What Else Are Onions Good For?
Onions, which are very popular in French cuisine, are thought to play a role in the so-called “French Paradox” — the low incidence of heart disease among the French, despite their relatively high-calorie diet.
The sulfur compounds in onions, for instance, are thought to have anti-clotting properties as well as help to lower cholesterol and triglycerides. The allium and allyl disulphide in onions have also been found to decrease blood vessel stiffness by releasing nitric oxide.
This may reduce blood pressure, inhibit platelet clot formation and help decrease the risk of coronary artery disease, peripheral vascular diseases and stroke. The quercetin in onions is also beneficial, offering both antioxidant and anti-inflammatory properties that may boost heart health.

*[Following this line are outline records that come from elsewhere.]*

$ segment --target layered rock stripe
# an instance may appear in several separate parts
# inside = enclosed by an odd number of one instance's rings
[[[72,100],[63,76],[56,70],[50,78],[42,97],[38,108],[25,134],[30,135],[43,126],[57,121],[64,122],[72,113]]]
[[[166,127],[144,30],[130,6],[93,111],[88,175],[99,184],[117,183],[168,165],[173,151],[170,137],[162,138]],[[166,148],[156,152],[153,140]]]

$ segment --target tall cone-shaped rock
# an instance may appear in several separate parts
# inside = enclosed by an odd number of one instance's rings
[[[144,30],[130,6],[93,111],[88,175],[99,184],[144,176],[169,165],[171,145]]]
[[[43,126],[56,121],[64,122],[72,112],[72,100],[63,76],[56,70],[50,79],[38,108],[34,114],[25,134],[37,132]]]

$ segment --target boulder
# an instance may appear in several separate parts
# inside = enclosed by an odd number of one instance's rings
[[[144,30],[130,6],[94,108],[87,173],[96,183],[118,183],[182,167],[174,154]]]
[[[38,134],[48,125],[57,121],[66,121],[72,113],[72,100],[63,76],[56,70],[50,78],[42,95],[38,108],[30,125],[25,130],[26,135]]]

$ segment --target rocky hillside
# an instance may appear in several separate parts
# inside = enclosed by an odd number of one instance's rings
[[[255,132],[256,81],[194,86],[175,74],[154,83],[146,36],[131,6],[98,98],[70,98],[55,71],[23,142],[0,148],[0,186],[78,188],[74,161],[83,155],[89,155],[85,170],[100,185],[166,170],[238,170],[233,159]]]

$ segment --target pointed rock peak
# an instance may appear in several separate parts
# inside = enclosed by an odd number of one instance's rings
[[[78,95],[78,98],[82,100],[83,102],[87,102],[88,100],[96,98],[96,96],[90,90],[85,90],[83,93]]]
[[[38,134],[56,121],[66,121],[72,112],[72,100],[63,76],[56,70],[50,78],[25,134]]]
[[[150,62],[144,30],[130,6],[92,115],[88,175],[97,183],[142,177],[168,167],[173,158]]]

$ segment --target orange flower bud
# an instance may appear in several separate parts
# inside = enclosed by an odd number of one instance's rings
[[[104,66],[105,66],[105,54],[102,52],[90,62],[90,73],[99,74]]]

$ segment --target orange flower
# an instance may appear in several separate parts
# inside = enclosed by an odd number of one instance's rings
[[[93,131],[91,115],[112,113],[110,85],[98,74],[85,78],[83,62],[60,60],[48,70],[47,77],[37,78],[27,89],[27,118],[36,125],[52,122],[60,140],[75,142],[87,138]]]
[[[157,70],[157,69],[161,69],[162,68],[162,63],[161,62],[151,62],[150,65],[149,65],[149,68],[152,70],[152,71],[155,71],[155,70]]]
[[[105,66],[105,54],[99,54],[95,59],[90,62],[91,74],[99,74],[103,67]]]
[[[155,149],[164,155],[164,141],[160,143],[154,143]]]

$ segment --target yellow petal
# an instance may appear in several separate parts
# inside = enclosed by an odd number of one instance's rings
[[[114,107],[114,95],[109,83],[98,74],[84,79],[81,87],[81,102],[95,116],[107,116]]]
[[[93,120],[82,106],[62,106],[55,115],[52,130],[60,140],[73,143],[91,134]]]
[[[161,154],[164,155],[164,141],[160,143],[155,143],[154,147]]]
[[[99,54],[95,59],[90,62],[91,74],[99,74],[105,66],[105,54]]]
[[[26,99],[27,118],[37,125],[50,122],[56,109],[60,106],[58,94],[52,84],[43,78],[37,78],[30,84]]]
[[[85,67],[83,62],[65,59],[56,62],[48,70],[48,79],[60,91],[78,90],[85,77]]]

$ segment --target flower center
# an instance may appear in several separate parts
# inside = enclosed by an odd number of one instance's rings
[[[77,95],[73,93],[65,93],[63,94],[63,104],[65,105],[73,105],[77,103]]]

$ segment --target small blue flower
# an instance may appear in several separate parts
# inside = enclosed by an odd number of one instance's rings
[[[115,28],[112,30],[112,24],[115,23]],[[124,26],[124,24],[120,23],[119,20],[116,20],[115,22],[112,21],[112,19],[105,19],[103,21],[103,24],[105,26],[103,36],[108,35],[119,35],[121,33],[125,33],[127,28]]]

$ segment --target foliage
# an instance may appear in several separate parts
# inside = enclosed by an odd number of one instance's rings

The many phytochemicals and other nutrients in onions work together to provide synergistic health benefits that reach body-wide. For instance, research has shown including onions in your diet may offer the following benefits:
- Prevent inflammatory processes associated with asthma
- Reduce symptoms associated with diabetes
- Lower levels of cholesterol and triglycerides
- Reduce symptoms associated with osteoporosis and improve bone health
- Maintain gastrointestinal health by sustaining beneficial bacteria
- Diminish replication of HIV
- Reduced risk of neurodegenerative disorders
- Lower your risk of cataract formation
- Antimicrobial properties that may help reduce the rate of food-borne illness
- Improvement of intestinal flora, improved absorption of calcium and magnesium due to the fructans they contain
- Antibacterial and antifungal properties
- Lower risk of certain cancers
Be Careful Not to ‘Overpeel’ Onions
When removing the outer skin of an onion, take care to remove as little as possible. The outer layers of the flesh are thought to be the most nutritious, including concentrating the highest amounts of flavonoids.
If you find it difficult to accomplish this because you’re trying to chop your onion as quickly as possible to avoid “crying,” there are tricks that may help. Onions release a gas called lachrymatory factor (LF), which causes tearing. To lessen the rate of LF production, try chilling the onion for an hour before cutting.